Try the awk construct below:

awk '{if($0~"^1"){if(l) print l;l=$0}else l=l","$0}END{print l}' file
nz_1
Advisor

Re: awk Separating Records

Using Dennis' solution and adjust it a bit.
---------------
BEGIN { getline; save=$0 }
/^1\|[IDU]\|/ {
print save
save=$0"|"
next
}
{
save=save $0"|" # concatenate lines
next
}
END {}
-------------
Voila! I got records with | as the delimiter.
-----------------
% awk -f 1.awk audit.log
1|D|hfoo01||39322|74883|service-call-master2|call-no|143814|3|call-status|D|F|3|
call-date-last-change|20-AUG-2007|30-AUG-2007|
1|U|hfoo01||39322|74893|service-call-master|2|call-no|143814|3|call-user-only-nu
m1|0.0000|23158.0000|
1|I|hfoo01||39322|74893|job-cost-master|2|job-code|143814|3|jcm-project-manager|
GNOHPH01|HFOO01|
-----------

Ah... except for the first record which missed a "|" and the fourth record which is totally missing.
nz_1
Advisor

Re: awk Separating Records

Sandman's solution.
----
% awk '{if($0~"^1"){if(l) print l;l=$0}else l=l"|"$0}END{print l}' audit.log
1|D|hfoo01||39322|74883|service-call-master|2|call-no|143814|3|call-status|D|F|3
|call-date-last-change|20-AUG-2007|30-AUG-2007
1|U|hfoo01||39322|74893|service-call-master|2|call-no|143814|3|call-user-only-nu
m1|0.0000|23158.0000
1|I|hfoo01||39322|74893|job-cost-master|2|job-code|143814|3|jcm-project-manager|
GNOHPH01|HFOO01
1|U|hfoo01||39322|74903|service-call-master|2|call-no|143814|3|call-invoice-no||
S3106895|
--------

Yes!

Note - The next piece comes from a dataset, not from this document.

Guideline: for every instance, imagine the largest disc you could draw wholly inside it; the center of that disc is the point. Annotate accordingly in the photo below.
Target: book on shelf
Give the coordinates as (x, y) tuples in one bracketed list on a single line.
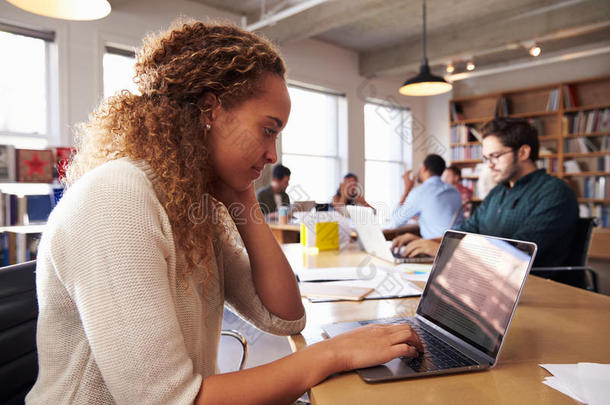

All records retrieved!
nz_1
Advisor

Re: awk Separating Records

James' solution works fine but I cant figure out how to append | to the subsequent lines using perl.
-----------
% perl -0377 -wne 's/\012//g;@a=split(/(?=1\|I\||1\|D\||1\|U\|)/,$_);for $b (>
NEW RECORD:1|D|hfoo01||39322|74883|service-call-master2|call-no|1438143|call-sta
tus|D|F3|call-date-last-change|20-AUG-2007|30-AUG-2007

NEW RECORD:1|U|hfoo01||39322|74893|service-call-master2|call-no|1438143|call-use
r-only-num1|0.0000|23158.0000

NEW RECORD:1|I|hfoo01||39322|74893|job-cost-master2|job-code|1438143|jcm-project
-manager|GNOHPH01|HFOO01

NEW RECORD:1|U|hfoo01||39322|74903|service-call-master2|call-no|1438143|call-inv
oice-no||S3106895
James R. Ferguson
Acclaimed Contributor

Re: awk Separating Records

Hi (again) Nash:

> James' solution works fine but I cant figure out how to append | to the subsequent lines using perl.

OK, try this:

# perl -0377 -wne 's/\012//g;@a=split(/(?=1\|I\||1\|D\||1\|U\|)/,$_);for $b (@a) {print "NEW RECORD:$b|\n\n"}' audit.log

I suspect that you want to drop the "NEW RECORD:" preamble and the additional newline ('\n') that I added for clarity, so:

# perl -0377 -wne 's/\012//g;@a=split(/(?=1\|I\||1\|D\||1\|U\|)/,$_);for $b (@a) {print "$b|\n"}' audit.log

1|D|hfoo01||39322|74883|service-call-master2|call-no|1438143|call-status|D|F3|ca
ll-date-last-change|20-AUG-2007|30-AUG-2007|
1|U|hfoo01||39322|74893|service-call-master2|call-no|1438143|call-user-only-num1
|0.0000|23158.0000|
1|I|hfoo01||39322|74893|job-cost-master2|job-code|1438143|jcm-project-manager|GN
OHPH01|HFOO01|
1|U|hfoo01||39322|74903|service-call-master2|call-no|1438143|call-invoice-no||S3
106895|

Regards!

...JRF...

Dennis Handly
Acclaimed Contributor

Re: awk Separating Records

>except for the first record which missed a "|" and the fourth record which is totally missing.

You need to adjust the BEGIN to add that "|".
And you lost my END to print out the last record.